Inflation also plays a role.  Bond investors will demand some compensation for the increase in inflation, something that has been so far, benign. Robust recoveries usually indicate an increase in inflationary pressures and there is no indication that this recovery could be described that way. Bond gurus also point out that if the bond bubble should burst, should inflation suddenly spike, the retreat away from bonds will not mirror that sudden retreat investors in equities often exhibit.

Vanguard points out that the safety in bonds is likely to be less dramatic in large part because as bond prices drop, yield will increase. And this will keep many investors with a choice: keep the bonds they have flocked to or sell them for the rising opportunities in the equity markets. But Vanguard's prediction that investors will simply freeze may not take into account the nature of investor behavior. They are in bonds because they were frightened of losing their hard-earned money.  But if they see a return to out-sized gains in the stock markets, they may just vote with their feet again.

Vanguard argues that in no matter what happens, bond investors will still do good. In a bad economic situation, the point to historic likelihoods by suggesting the investors who stayed in bonds saw a high relative return.  In a good one, they point out the higher nominal returns will occur. They point out that the rise in interest rates will affect the short-term bond more than the long-term.  Their analysts see a rise (over the next five years) in 2-year Treasuries from 0.81% to 5.28% (rates for longer termed bonds will rise less dramatically from 4.43% to 5.56% over the same five year period).
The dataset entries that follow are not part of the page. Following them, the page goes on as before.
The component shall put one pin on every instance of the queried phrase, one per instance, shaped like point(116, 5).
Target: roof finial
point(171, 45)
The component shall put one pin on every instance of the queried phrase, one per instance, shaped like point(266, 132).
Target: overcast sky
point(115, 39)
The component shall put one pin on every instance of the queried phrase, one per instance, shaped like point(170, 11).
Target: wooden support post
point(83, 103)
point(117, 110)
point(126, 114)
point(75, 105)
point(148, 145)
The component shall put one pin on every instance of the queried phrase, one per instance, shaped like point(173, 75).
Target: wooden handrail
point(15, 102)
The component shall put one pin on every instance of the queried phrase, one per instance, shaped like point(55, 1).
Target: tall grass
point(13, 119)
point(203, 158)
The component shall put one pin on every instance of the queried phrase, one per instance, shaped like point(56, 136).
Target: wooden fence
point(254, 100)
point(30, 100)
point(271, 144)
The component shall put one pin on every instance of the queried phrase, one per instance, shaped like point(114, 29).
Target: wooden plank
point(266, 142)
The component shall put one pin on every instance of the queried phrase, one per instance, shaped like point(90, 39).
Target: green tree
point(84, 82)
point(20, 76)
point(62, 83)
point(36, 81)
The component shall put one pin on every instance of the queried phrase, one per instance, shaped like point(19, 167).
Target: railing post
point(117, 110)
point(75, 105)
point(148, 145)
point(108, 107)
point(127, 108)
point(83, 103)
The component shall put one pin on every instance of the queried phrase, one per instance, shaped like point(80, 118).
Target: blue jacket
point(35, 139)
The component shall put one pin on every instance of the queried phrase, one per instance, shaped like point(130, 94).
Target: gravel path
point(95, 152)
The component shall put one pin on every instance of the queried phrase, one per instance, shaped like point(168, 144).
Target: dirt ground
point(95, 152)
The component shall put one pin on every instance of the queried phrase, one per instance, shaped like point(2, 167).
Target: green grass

But this depends on numerous factors including a steady inflation rate, the continued purchase of US debt by foreign banks, predictable increases in the Feds fund rates, modest GDP increases and you. If you hold steady, these predictions will probably come to fruition.  But if things improve in the equity markets and you panic, the bond bubble will burst, albeit slowly, in spite of Vanguard's argument that you will still do okay if you had done nothing.